Most of the physical geography of Canada is used for resource extraction purposes; nearly 90 percent of the land in Canada is “owned” by federal or provincial governments (41 percent and 48 percent, respectively), and most of that land is licensed out for private companies to use largely as they see fit. Maybe that’s why Canada is so reluctant to address its outsized role in global climate catastrophe, even though Canada is warming at twice the global average. And Canada has exported that environmental destruction elsewhere as well, because mining is effectively the basis of Canadian foreign policy. Canadian mining companies have free rein to devastate lands and communities in Central America and throughout Africa, and face virtually no consequences.
IN VIOLATING WET’SUWET’EN TERRITORIAL SOVEREIGNTY BY PUSHING THE COASTAL GASLINK PIPELINE AHEAD, CANADA IS CONTINUING ITS PRACTICE OF COLONIALISM AND PRIMITIVE ACCUMULATION.
The thing is, none of this is new. It’s only recently, though, that this fact has become impossible for Canadians to ignore. In January 2019, Canadian police descended upon the Unist’ot’en camp with snipers and chainsaws. Commanders of the iconically-Canadian Royal Canadian Mounted Police (RCMP) gave instructions to use “as much violence” as they want to confront members of the Wet’suwet’en nation — an Indigenous people whose territory lies directly in the path of a planned pipeline carrying natural gas from Alberta to the Pacific coast. The Wet’suwet’en set up the Unist’ot’en camp back in 2009, as a barricade against proposed pipelines set to cut through the region. In recent years, the camp has expanded to meet new threats, including those posed by a company called Coastal GasLink, backed by the RCMP, which aims to bulldoze through the territory to build a pipeline.
The lands in question are technically unceded, meaning that they lie fully outside of the jurisdiction of the Canadian state — this land was never officially incorporated into the Canadian state, and the people there never entered into formal treaties with Canadian colonists. In fact, as a 1997 Supreme Court case established, Indigenous land rights and title have never been extinguished in traditional Wet’suwet’en and Gitxsan territory, meaning that the lands rightfully ought to be governed by Indigenous laws, which the courts recognized as far predating any colonial presence in the region. It is, literally, not Canada. Still, Canadian police forced their way onto and through the land, violating Wet’suwet’en sovereignty and the demands of their political leaders, simply to privatize resources for colonial use and abuse.

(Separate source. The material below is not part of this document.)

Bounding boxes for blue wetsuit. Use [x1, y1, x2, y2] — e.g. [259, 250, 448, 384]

In violating Wet’suwet’en territorial sovereignty by pushing the Coastal GasLink pipeline ahead, Canada is continuing its practice of colonialism and primitive accumulation. What’s more, Canada is violating international laws around military occupation and around the rights of Indigenous people. Right now, as I write this, members of Wet’suwet’en nation are still resisting, facing mass arrest and state violence, to protect their lands from privatization at the barrel of a gun. But for Canada, this is business as usual. The siege on Wet’suwet’en is a microcosm of what makes Canada “Canada.” The logic of resource extraction, led by private companies and enforced by the state, is what motivates Canadian policy and justifies Canadian national identity. Canada is three mining companies in a trench coat, wearing a stupid hat and carrying a gun.
Scratch the surface, and that’s all that’s underneath it. Canada is fake. But the consequences are real.